Actually, there was another book I read a year or two ago called The Secret People by John Wyndham, whose most famous books were The Day of the Triffids and The Midwich Cuckoos. It was one of his early books and originally published under another name, John Beynon. It was about a rich young man and his girlfriend. His rocket plane develops a mechanical fault and they have to crash land onto a new lake that is being formed by flooding the desert. From there they are drawn into a complex of subterranean caves where they are taken prisoner by a race of underground pygmies.
Pierre Menard
09-01-2012, 05:40 AM
The short story cycle The Rediscovery of Man by Cordwainer Smith.
A number of the stories deal with animal/human hybrids used as slaves/driven underground. Fascinating, underrated sci-fi writer.
Shevek
09-01-2012, 06:16 AM
Frankenstein is a must, in case you haven't read it. The War of the End of the World by Mario Vargas Llosa is a realistic treatment of slavery in nineteenth-century Brazil. Some parts near the end are tedious, when the suspense wears thin, but the stories of newly freed slaves (and the Catholics who make up the main characters) indicate their treatment from the state and landowners as subhuman according to race and class.
BienvenuJDC
09-01-2012, 07:56 AM
Les Miserables is all about 'the miserables', so I'd guess it is a book about the culturally subhuman species.
Charles Darnay
09-01-2012, 09:41 AM
Hunchback of Notre Dame certainly deals with the subhuman.
mal4mac
09-01-2012, 11:55 AM
Victory by Joseph Conrad has three nasty villains, one (Pedro) is presented as sub-human.
Dr Jekyll & Mr Hyde
The Tempest (Caliban)
If you want to draw the line a bit higher, then almost any novel by Dickens has deprived and depraved characters almost reduced to sub-humanity.
Summer M
09-01-2012, 12:24 PM
If you want to draw the line a bit higher, then almost any novel by Dickens has deprived and depraved characters almost reduced to sub-humanity.
Yes, Daniel Quilp was definitely treading the line there.
wordeater
09-30-2012, 09:10 AM
"Notes from the Underground" and "Crime and Punishment" by Dostoyevsky
"Das Parfum" by Patrick Süskind
"Le Solitaire" by Ionesco
"Voyage au bout de la nuit" by Céline
DocHeart
10-01-2012, 04:19 AM
Russel Hoban's Ridley Walker.
People are reduced to eating each other and drinking each other's blood after a nuclear holocaust.
This one might be of particular interest to you because of its invented language, which is rudimentary and vulgar (even if Hoban's narrator somehow manages to employ it quite eloquently at times).
Regards,
DH
Jackson Richardson
10-01-2012, 05:56 AM
I'm not sure if this what you mean at all, but in The Lord of the Rings the orcs were actually created as sub.

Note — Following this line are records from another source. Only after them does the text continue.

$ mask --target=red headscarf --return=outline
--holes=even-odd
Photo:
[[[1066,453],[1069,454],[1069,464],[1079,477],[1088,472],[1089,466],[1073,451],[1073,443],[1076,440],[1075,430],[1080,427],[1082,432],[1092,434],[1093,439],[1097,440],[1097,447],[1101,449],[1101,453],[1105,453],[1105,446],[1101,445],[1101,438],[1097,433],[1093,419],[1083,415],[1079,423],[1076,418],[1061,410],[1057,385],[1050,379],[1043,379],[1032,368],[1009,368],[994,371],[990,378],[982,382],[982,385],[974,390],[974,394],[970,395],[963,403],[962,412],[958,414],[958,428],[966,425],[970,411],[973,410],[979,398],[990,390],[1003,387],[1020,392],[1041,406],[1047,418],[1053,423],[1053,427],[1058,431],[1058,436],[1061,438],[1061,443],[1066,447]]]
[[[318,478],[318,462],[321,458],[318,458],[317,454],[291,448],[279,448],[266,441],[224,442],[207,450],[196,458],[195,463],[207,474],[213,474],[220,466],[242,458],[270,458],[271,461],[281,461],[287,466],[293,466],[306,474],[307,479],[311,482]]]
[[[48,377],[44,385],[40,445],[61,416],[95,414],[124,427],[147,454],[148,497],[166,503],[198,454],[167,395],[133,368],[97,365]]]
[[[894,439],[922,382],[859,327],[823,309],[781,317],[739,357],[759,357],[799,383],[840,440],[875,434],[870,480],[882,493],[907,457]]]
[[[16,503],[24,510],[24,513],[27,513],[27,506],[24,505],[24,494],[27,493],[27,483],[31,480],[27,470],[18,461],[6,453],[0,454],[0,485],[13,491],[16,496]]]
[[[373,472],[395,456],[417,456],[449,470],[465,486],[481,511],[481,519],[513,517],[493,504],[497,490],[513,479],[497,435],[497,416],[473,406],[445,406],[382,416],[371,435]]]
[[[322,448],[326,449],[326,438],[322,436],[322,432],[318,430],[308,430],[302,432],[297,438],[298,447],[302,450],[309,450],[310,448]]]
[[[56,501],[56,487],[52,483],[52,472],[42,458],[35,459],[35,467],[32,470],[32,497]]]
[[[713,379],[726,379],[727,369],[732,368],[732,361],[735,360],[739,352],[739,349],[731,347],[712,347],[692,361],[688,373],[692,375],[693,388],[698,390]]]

Smeagol/Gollum has become sub what he was.
(I'm working on the basis that the elves are super-human and the hobbits and dwarves are equal to humans.)
If you're not a Tolkien bird, you won't know what I'm going on about.
SkyCetacean
10-01-2012, 07:26 AM
Well it's evidently quite a while since the initial post, but one good book about people who are considered "subhuman," I think is Kazuo Ishiguro's Never Let Me Go. Now I won't spoil anything, and whether the characters in Never Let Me Go are actually subhuman is an ethical debate all on its own, but I think it's an interesting analysis anyhow.